Skill Creator
A skill for creating new skills and iteratively improving them.
At a high level, the process of creating a skill goes like this:
- Decide what you want the skill to do and roughly how it should do it
- Write a draft of the skill
- Create a few test prompts and run claude-with-access-to-the-skill on them
- Help the user evaluate the results both qualitatively and quantitatively
- While the runs happen in the background, draft some quantitative evals if there aren't any (if there are some, you can either use as is or modify if you feel something needs to change about them). Then explain them to the user (or if they already existed, explain the ones that already exist)
- Use the
eval-viewer/generate_review.py script to show the user the results for them to look at, and also let them look at the quantitative metrics
- Rewrite the skill based on feedback from the user's evaluation of the results (and also if there are any glaring flaws that become apparent from the quantitative benchmarks)
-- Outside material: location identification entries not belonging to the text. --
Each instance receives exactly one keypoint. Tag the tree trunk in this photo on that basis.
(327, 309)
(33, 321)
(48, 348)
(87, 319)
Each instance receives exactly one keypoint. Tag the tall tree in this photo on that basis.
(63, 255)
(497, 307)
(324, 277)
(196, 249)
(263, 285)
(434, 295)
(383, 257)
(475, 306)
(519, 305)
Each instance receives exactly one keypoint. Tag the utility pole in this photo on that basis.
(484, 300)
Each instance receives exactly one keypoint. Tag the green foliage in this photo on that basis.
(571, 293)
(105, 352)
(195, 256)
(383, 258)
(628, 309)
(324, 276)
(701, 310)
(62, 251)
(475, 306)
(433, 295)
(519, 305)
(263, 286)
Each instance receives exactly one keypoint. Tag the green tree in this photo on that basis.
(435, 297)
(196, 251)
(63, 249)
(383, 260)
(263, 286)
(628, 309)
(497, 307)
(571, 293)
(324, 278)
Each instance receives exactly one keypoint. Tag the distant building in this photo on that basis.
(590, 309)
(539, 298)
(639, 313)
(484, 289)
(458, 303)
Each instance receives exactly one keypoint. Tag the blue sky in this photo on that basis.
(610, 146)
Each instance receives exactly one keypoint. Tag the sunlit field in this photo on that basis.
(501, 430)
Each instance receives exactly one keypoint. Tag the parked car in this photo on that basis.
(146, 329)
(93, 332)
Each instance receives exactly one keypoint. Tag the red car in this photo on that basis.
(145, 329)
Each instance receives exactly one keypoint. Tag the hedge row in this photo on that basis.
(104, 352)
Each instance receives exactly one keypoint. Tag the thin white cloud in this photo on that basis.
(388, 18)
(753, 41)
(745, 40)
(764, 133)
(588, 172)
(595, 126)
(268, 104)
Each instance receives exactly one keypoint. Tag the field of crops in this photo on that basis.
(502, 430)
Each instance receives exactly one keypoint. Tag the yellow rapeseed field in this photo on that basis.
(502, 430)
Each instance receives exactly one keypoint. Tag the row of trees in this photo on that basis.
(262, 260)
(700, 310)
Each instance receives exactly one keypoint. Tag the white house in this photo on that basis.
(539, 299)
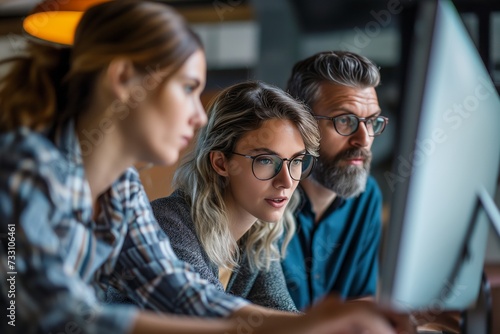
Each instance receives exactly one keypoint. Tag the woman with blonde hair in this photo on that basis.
(234, 197)
(74, 217)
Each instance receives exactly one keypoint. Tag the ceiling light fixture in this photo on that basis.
(55, 21)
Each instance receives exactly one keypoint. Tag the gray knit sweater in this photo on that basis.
(265, 288)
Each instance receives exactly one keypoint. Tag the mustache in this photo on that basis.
(354, 153)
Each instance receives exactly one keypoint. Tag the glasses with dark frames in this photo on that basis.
(266, 166)
(347, 124)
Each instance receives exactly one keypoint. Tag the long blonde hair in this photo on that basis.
(49, 83)
(234, 112)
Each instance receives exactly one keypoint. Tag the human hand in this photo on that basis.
(357, 317)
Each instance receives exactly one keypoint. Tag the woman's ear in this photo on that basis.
(219, 163)
(121, 76)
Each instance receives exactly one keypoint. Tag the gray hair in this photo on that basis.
(336, 67)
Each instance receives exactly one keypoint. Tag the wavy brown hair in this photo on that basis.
(51, 83)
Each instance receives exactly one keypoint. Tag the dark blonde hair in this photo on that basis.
(235, 111)
(52, 83)
(336, 67)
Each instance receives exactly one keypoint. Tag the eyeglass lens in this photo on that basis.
(348, 124)
(266, 166)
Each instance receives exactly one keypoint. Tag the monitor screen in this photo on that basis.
(448, 154)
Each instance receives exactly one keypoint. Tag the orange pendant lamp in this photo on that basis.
(55, 21)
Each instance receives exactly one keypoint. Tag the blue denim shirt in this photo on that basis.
(61, 260)
(339, 254)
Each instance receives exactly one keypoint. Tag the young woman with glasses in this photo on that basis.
(235, 192)
(74, 217)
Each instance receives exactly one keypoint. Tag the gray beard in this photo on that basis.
(345, 181)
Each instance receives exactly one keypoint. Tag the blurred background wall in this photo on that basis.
(262, 39)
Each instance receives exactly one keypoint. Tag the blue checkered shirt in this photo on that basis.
(61, 261)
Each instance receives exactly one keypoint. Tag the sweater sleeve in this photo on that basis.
(174, 217)
(269, 290)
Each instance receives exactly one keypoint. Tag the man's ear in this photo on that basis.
(121, 76)
(219, 163)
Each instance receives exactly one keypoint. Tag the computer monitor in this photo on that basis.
(446, 169)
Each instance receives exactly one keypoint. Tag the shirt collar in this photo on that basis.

- Repeat until you're satisfied
- Expand the test set and try again at larger scale
Your job when using this skill is to figure out where the user is in this process and then jump in and help them progress through these stages. So for instance, maybe they're like "I want to make a skill for X". You can help narrow down what they mean, write a draft, write the test cases, figure out how they want to evaluate, run all the prompts, and repeat.
On the other hand, maybe they already have a draft of the skill. In this case you can go straight to the eval/iterate part of the loop.
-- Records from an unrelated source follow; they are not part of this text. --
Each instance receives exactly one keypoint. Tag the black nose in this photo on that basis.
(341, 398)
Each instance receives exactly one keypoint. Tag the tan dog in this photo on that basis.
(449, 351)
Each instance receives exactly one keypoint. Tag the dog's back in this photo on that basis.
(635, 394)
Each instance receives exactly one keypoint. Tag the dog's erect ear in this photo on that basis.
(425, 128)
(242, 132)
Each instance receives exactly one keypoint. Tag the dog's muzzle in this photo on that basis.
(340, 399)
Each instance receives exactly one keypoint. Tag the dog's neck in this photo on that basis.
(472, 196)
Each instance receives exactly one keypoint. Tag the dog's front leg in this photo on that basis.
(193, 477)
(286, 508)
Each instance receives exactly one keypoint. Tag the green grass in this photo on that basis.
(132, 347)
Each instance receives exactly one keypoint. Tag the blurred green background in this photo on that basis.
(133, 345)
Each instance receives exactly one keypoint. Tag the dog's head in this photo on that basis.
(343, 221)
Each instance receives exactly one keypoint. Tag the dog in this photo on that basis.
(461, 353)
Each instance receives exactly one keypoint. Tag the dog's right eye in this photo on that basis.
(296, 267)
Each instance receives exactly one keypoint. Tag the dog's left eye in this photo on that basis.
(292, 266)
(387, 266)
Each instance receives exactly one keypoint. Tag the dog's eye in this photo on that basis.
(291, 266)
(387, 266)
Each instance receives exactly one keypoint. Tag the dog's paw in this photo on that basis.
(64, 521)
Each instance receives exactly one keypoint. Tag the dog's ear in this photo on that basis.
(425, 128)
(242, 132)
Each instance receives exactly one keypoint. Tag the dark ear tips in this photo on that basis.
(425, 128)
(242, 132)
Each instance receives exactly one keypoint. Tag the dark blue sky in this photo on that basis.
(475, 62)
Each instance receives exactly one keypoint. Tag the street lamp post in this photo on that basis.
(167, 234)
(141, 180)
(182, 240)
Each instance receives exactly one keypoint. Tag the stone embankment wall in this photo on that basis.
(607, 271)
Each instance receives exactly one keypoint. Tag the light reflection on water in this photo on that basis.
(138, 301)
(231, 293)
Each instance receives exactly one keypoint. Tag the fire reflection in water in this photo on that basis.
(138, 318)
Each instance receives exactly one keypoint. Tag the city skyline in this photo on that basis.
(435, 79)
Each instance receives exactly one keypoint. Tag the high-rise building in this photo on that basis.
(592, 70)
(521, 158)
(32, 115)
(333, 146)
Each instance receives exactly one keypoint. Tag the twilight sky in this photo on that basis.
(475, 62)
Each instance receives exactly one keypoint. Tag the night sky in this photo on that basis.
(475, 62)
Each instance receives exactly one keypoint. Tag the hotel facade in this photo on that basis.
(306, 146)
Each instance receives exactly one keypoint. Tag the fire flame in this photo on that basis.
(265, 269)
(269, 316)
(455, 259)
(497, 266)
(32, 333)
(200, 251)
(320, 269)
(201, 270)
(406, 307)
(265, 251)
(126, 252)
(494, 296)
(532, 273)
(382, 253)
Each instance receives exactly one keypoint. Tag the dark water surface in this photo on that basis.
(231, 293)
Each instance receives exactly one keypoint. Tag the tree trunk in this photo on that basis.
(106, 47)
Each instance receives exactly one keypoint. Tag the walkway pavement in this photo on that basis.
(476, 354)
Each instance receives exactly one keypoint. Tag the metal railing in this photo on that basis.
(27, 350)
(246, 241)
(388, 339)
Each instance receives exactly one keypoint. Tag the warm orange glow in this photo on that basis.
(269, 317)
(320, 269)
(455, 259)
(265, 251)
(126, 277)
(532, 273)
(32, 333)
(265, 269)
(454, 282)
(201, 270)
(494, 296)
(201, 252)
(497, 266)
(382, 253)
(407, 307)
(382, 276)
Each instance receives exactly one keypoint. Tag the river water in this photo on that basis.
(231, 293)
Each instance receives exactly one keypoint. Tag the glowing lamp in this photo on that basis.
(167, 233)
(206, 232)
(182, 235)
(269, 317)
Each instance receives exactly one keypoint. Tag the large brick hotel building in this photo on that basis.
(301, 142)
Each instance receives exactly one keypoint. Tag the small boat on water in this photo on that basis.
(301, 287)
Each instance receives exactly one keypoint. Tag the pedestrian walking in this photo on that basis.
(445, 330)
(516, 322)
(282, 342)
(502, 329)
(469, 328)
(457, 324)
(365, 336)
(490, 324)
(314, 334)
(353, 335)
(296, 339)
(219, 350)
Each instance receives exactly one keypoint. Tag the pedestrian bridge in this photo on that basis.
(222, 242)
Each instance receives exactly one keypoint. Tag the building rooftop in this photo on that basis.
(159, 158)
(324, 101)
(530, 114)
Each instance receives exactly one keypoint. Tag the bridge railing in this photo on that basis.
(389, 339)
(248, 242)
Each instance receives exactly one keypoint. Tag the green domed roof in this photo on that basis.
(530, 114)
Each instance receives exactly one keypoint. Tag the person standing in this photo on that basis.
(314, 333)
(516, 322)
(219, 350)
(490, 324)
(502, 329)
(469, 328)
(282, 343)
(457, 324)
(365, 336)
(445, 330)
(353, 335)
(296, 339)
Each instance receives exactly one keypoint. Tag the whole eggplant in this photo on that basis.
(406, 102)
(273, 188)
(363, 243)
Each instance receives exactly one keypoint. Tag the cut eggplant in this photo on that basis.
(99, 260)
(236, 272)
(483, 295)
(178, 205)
Of course, you should always be flexible and if the user is like "I don't need to run a bunch of evaluations, just vibe with me", you can do that instead.
Then after the skill is done (but again, the order is flexible), you can also run the skill description improver, which we have a whole separate script for, to optimize the triggering of the skill.
Cool? Cool.
Communicating with the user
The skill creator is liable to be used by people across a wide range of familiarity with coding jargon. If you haven't heard (and how could you, it's only very recently that it started), there's a trend now where the power of Claude is inspiring plumbers to open up their terminals, parents and grandparents to google "how to install npm". On the other hand, the bulk of users are probably fairly computer-literate.
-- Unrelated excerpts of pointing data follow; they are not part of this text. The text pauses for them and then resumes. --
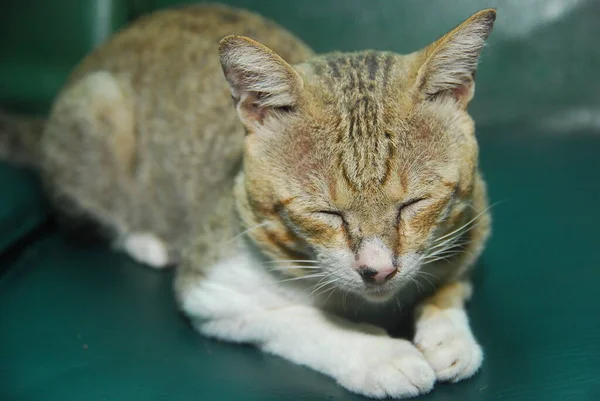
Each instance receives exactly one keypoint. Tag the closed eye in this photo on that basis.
(331, 217)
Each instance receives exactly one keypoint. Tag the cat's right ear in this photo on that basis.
(262, 83)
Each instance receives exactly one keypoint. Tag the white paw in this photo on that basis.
(448, 344)
(385, 367)
(146, 249)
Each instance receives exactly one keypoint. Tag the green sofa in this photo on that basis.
(79, 322)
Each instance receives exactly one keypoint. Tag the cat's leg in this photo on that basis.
(89, 160)
(444, 336)
(236, 302)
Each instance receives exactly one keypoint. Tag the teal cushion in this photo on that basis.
(23, 207)
(85, 323)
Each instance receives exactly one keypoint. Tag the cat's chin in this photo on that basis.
(378, 296)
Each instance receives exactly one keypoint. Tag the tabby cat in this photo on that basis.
(349, 192)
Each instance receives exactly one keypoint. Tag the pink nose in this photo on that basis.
(378, 276)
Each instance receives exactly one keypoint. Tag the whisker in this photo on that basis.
(465, 225)
(288, 267)
(323, 285)
(330, 294)
(270, 262)
(427, 279)
(307, 277)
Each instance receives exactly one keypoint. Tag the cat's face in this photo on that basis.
(361, 161)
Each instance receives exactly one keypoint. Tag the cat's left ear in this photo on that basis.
(261, 82)
(448, 66)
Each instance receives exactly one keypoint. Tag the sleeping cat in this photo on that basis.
(349, 191)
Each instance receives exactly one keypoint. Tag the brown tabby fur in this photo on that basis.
(144, 138)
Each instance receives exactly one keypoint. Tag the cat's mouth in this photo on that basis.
(378, 294)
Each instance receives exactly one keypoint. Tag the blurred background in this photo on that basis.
(86, 323)
(540, 67)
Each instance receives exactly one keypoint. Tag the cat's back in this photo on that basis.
(168, 61)
(148, 121)
(186, 38)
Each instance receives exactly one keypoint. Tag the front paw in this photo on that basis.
(384, 367)
(448, 344)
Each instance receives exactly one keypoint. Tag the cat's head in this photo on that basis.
(361, 161)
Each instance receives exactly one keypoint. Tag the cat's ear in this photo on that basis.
(261, 82)
(449, 64)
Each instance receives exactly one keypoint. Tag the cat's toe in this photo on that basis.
(397, 371)
(450, 349)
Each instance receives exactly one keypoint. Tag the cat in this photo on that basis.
(302, 214)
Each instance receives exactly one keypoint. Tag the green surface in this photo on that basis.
(80, 323)
(22, 206)
(41, 41)
(88, 324)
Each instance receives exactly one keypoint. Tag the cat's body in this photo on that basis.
(356, 191)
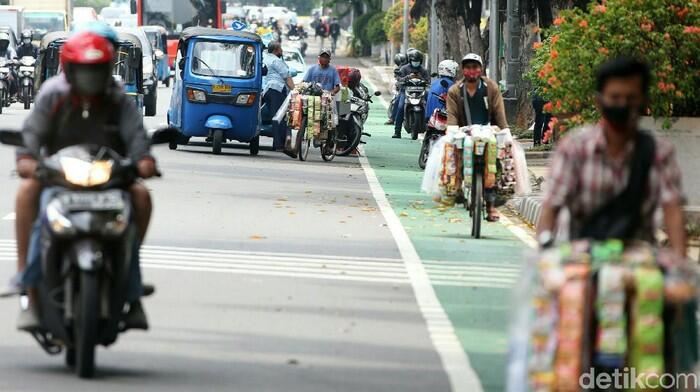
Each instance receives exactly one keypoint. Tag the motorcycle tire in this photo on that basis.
(477, 203)
(86, 331)
(255, 146)
(354, 136)
(217, 141)
(26, 97)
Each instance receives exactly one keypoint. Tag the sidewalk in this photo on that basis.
(472, 278)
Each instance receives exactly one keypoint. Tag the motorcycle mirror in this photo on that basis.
(164, 135)
(11, 138)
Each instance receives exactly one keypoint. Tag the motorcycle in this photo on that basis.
(26, 80)
(86, 250)
(414, 107)
(436, 127)
(351, 124)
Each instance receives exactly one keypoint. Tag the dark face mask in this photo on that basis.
(618, 116)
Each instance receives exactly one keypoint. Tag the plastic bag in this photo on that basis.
(522, 178)
(433, 166)
(282, 111)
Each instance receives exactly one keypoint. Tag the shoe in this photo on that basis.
(136, 318)
(28, 320)
(147, 290)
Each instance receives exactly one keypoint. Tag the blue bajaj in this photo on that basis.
(218, 82)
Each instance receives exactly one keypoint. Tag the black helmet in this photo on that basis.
(400, 59)
(415, 56)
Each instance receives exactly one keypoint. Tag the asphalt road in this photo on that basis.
(271, 275)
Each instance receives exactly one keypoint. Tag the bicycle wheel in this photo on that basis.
(477, 204)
So please pay attention to context cues to understand how to phrase your communication! In the default case, just to give you some idea:
- "evaluation" and "benchmark" are borderline, but OK
- for "JSON" and "assertion" you want to see serious cues from the user that they know what those things are before using them without explaining them
It's OK to briefly explain terms if you're in doubt, and feel free to clarify terms with a short definition if you're unsure if the user will get it.
Using AskUserQuestion (Critical β Read This)
Use the AskUserQuestion tool aggressively at every decision point. Do not ask open-ended text questions in conversation when structured choices exist. This is the single biggest UX improvement you can make β users juggle multiple windows and may not have looked at this conversation in 20 minutes.
Every AskUserQuestion MUST follow this structure:
- Re-ground: State the skill name, current phase, and what just happened (1-2 sentences). The user may have context-switched away.
- Simplify: Explain the decision in plain language. No function names or internal jargon. Say what it DOES, not what it's called.
- Recommend: Lead with your recommendation and a one-line reason why. If options involve effort, show both scales:
(human: ~X min / Claude: ~Y min).
- Options: Provide 2-4 concrete, lettered choices. Each option should be a clear action, not an abstract concept.
Rules:
- One decision per question β never batch unrelated choices
- Provide an escape hatch ("Other" is always implicit in AskUserQuestion)
- Accept the user's choice β nudge on tradeoffs but never refuse to proceed
- Skip the question if there's an obvious answer with no tradeoffs (just state what you'll do)
Creating a skill
Capture Intent
Start by understanding the user's intent. The current conversation might already contain a workflow the user wants to capture (e.g., they say "turn this into a skill"). If so, extract answers from the conversation history first β the tools used, the sequence of steps, corrections the user made, input/output formats observed. The user may need to fill the gaps, and should confirm before proceeding to the next step.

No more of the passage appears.